The set is annotated by examining the video footage and the trajectory data obtained from 3D range sensors. Using this ground truth and locomotion information, we first define various observables and establish their discriminating power. Subsequently, we propose two methods, one using Bayesian inference, and another one using a functional metric on probability density functions, to resolve for the social relation.

Our results show that we can always easily distinguish work-oriented dyads (colleagues) from leisure-oriented ones (families, couples, friends). It is also possible, at least using the Bayesian method, to distinguish leisure-oriented dyads between them, when no work-oriented dyad is presented to the algorithm. Nevertheless, the complete recognition of the colleagues, family, couple and friends categories appears to be harder, and although attained by the Bayesian method at the “event” level, it is not attained at the trajectory level (neither by the Bayesian nor by the functional metric method). This is shown to be due to the effect of the difficulty of recognizing short trajectories (with few events). This problem appears to have a considerable effect in particular on the functional metric method, since this approach needs to explicitly build the empirical pdf for the observed trajectory. On the other hand, the independence of the Bayesian approach from the trajectory pdf appears to make it superior in the resolution of the proposed problem. Nevertheless, when we further specified the definition of families by using only trajectories of dyads involving a child, we were able to obtain satisfactory recognition rates also with the functional metric method. Moreover, the Bayesian method attains the best performance when the priors are modified using past outcomes. It may be expected that optimizing on the learning parameter α could further increase its performance.

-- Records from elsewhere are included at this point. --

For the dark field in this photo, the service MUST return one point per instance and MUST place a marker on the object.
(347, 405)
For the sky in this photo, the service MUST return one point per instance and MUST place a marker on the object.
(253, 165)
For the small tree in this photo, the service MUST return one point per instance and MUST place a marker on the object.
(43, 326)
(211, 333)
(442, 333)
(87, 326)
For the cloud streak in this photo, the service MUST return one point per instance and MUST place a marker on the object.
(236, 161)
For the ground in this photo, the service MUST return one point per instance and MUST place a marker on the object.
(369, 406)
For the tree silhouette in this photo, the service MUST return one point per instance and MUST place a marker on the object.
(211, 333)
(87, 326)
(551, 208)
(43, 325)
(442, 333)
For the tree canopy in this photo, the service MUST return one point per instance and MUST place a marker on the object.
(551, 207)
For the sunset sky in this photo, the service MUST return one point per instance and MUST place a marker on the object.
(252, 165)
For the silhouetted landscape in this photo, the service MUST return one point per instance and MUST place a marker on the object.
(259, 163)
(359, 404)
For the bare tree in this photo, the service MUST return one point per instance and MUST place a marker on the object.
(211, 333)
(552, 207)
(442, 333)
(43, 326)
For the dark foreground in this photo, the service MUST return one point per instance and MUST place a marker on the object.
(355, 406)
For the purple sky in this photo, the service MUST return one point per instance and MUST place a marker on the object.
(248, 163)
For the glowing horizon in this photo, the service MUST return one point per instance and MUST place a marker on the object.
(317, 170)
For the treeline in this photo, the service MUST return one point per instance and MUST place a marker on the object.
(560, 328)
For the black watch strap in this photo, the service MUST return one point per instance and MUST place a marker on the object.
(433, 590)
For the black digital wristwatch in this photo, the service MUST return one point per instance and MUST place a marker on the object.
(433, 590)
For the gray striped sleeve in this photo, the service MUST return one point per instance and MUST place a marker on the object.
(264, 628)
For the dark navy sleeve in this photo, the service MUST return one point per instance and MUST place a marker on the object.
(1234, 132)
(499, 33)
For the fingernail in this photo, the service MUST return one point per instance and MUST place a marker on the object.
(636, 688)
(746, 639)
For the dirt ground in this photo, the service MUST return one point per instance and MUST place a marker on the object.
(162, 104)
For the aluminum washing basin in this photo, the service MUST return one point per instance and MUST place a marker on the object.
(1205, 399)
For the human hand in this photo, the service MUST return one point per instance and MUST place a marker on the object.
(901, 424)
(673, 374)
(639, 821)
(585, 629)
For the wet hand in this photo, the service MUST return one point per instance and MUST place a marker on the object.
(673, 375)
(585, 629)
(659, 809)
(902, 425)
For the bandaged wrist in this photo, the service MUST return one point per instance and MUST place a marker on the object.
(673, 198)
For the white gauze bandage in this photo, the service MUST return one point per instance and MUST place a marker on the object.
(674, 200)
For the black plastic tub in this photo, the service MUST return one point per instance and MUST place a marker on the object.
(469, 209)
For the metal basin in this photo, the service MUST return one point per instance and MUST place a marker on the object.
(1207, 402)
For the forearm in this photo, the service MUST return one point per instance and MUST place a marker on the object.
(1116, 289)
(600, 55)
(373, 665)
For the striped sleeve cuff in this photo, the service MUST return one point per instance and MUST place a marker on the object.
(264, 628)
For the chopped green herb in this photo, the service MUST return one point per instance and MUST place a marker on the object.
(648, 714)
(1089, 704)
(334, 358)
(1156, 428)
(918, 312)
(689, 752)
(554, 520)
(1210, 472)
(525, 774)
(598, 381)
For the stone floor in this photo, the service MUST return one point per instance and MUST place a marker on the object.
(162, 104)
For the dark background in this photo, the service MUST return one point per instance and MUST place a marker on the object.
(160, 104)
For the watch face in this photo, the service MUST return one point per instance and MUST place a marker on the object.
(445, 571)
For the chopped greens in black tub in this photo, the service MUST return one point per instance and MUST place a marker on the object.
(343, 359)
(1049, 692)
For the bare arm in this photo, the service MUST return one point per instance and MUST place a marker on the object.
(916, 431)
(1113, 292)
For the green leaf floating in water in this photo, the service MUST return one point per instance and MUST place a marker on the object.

A possible limitation in a real world application of our approach may reside in the fact that pedestrian groups may exhibit non-walking behaviors (i.e. they may stop), and in such situations the present version of our algorithm would not provide an update of recognition rates. Another limitation resides in the environment dependence of the group observable distributions. For example, [7] and [17] show that the observable distribution functions depend on environmental features such as corridor width and crowd densities, and the dependence on other factors such as culture may be speculated. In [1] we analyze the joint effect of relation and density, and the results suggest that, for example, the velocity distribution of colleagues is different enough from those of the other relations to allow recognition up to moderate densities. It is nevertheless probable that to perform recognition in real world settings some environment-specific calibration of the method would be necessary. Despite these limitations, we believe that our approach may contribute both from a theoretical viewpoint and as a first step from a practical viewpoint in the novel field of automatic group relation recognition.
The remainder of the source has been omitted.